I didn’t want to talk about it. “Get out of my head.”

“Make me. Push me out. You dropped your shield this morning—anyone could have walked right in.”

I held his stare. Another challenge. And I just … I didn’t care. I didn’t care about whatever smoldered in my body, about how I’d slipped into Lucien’s head as easily as Rhys could slip into mine, shield or no shield. “Where’s Mor?” I asked instead.

He tensed, and I braced myself for him to push, to provoke, but he said, “Away. She has duties to attend to.” Shadows swirled around him again and I dug into my food. “Is the wedding on hold, then?”

I paused eating barely long enough to mumble, “Yes.”

“I expected an answer more along the lines of, ‘Don’t ask stupid questions you already know the answer to,’ or my timeless favorite, ‘Go to hell.’ ”

I only reached for a platter of tartlets. His hands were flat on the table—and a whisper of black smoke curled over his fingers. Like talons.

He said, “Did you give my offer any thought?”
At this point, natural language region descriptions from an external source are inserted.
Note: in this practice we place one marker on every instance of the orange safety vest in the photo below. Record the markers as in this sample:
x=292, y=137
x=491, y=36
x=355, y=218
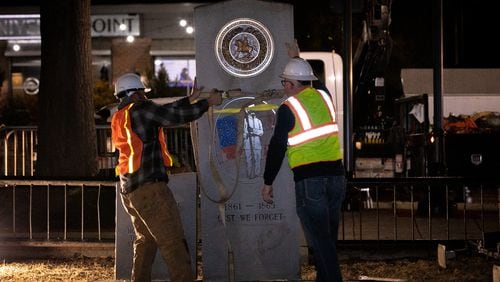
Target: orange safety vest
x=130, y=145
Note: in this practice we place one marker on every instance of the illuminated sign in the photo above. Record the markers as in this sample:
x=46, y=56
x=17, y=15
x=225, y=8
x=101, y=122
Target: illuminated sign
x=28, y=26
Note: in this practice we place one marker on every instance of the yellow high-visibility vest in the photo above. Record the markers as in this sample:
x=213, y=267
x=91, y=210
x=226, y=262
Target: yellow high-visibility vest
x=314, y=137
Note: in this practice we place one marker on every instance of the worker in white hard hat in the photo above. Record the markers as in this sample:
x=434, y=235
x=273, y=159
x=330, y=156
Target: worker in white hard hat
x=306, y=131
x=137, y=134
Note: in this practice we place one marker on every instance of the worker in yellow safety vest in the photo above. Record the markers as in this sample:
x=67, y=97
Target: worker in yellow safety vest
x=137, y=134
x=306, y=131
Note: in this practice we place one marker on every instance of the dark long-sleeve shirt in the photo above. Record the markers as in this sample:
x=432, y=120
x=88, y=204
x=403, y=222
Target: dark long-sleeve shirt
x=146, y=118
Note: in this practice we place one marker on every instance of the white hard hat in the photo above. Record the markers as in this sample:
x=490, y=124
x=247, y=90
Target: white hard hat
x=126, y=82
x=298, y=69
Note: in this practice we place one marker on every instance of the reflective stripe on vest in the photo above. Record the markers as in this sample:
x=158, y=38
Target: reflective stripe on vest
x=315, y=133
x=130, y=145
x=309, y=132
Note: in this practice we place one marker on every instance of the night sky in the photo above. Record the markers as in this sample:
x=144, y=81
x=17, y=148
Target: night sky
x=469, y=28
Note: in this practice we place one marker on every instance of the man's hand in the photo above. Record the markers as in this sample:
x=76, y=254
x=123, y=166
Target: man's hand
x=267, y=194
x=195, y=92
x=293, y=49
x=215, y=98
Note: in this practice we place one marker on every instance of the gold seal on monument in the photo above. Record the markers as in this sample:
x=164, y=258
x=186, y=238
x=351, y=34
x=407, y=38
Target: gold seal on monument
x=244, y=47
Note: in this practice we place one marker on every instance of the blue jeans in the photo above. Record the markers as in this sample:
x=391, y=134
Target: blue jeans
x=319, y=201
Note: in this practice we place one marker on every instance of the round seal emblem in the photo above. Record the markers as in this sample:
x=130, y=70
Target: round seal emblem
x=31, y=85
x=244, y=47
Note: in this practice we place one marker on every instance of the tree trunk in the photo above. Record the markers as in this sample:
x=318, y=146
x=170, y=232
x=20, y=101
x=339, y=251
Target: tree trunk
x=66, y=132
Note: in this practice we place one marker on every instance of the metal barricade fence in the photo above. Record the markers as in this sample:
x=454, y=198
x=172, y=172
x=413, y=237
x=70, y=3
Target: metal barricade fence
x=375, y=209
x=19, y=149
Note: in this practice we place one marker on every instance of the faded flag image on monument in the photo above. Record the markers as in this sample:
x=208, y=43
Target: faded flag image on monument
x=240, y=49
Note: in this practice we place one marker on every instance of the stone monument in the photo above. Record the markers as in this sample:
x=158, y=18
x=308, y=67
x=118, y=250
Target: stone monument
x=240, y=48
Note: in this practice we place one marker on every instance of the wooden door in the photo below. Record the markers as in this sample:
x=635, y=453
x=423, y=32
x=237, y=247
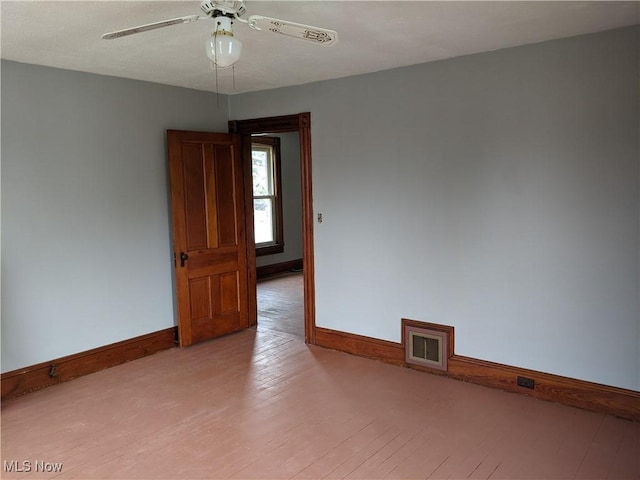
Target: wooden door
x=209, y=236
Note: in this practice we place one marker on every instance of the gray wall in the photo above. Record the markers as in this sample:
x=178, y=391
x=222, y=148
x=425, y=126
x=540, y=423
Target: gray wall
x=498, y=193
x=86, y=254
x=291, y=201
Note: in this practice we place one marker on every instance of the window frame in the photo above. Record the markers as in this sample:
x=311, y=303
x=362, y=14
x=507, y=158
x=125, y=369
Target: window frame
x=277, y=246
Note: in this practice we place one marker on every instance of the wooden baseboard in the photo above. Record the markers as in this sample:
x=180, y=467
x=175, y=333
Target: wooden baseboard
x=35, y=377
x=568, y=391
x=279, y=268
x=388, y=352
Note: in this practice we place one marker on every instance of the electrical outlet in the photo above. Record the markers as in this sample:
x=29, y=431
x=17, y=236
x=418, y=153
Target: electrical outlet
x=526, y=382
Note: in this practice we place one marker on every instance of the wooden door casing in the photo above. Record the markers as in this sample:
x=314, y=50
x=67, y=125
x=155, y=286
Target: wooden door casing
x=210, y=243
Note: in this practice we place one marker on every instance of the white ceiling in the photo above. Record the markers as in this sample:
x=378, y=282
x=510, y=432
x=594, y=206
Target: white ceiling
x=373, y=36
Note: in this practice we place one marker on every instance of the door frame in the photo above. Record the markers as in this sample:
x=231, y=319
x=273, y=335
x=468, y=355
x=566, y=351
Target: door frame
x=300, y=123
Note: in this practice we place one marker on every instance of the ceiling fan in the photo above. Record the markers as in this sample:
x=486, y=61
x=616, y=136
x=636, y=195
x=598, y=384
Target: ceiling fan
x=223, y=49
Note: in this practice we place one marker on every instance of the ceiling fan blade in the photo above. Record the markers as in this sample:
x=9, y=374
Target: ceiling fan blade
x=150, y=26
x=317, y=35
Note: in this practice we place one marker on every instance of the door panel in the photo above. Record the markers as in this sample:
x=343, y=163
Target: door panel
x=207, y=202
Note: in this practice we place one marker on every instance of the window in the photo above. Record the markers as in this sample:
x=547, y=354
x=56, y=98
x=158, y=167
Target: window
x=267, y=200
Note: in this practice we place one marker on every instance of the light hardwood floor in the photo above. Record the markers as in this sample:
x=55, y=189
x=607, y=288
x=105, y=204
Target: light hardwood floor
x=281, y=304
x=262, y=404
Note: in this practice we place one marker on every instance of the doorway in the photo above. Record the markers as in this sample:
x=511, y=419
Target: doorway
x=300, y=123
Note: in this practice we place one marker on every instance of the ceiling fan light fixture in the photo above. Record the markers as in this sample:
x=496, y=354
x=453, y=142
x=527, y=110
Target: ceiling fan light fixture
x=223, y=49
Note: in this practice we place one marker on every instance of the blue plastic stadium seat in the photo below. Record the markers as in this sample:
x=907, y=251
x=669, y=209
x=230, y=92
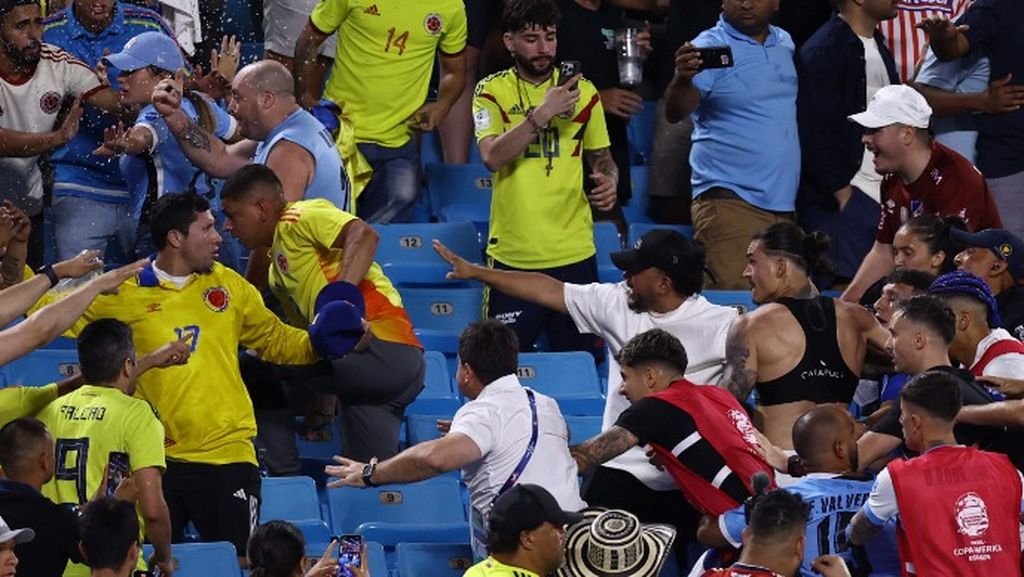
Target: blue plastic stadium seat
x=583, y=427
x=42, y=366
x=435, y=499
x=289, y=498
x=741, y=299
x=408, y=257
x=570, y=378
x=606, y=240
x=638, y=230
x=439, y=315
x=433, y=560
x=637, y=207
x=375, y=554
x=204, y=560
x=458, y=183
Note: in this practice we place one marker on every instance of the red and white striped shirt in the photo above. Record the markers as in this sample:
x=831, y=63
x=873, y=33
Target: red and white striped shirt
x=904, y=40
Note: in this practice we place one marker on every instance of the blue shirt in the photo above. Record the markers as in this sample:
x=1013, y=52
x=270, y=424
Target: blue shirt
x=330, y=179
x=995, y=32
x=77, y=171
x=166, y=169
x=744, y=128
x=833, y=502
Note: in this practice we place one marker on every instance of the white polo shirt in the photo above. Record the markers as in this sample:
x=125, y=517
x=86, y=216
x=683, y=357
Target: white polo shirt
x=701, y=327
x=499, y=420
x=31, y=105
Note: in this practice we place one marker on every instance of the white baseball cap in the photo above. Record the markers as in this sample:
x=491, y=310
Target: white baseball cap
x=892, y=105
x=17, y=535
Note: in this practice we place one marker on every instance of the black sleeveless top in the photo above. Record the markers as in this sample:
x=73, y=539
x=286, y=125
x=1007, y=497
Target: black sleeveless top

I didn’t answer until my plate was empty and I was heaping more food onto it. “I’m not going to work with you.”

I almost felt the dark calm that settled over him. “And why, Feyre, are you refusing me?”

I pushed around the fruit on my plate. “I’m not going to be a part of this war you think is coming. You say I should be a weapon, not a pawn—they seem like the same to me. The only difference is who’s wielding it.”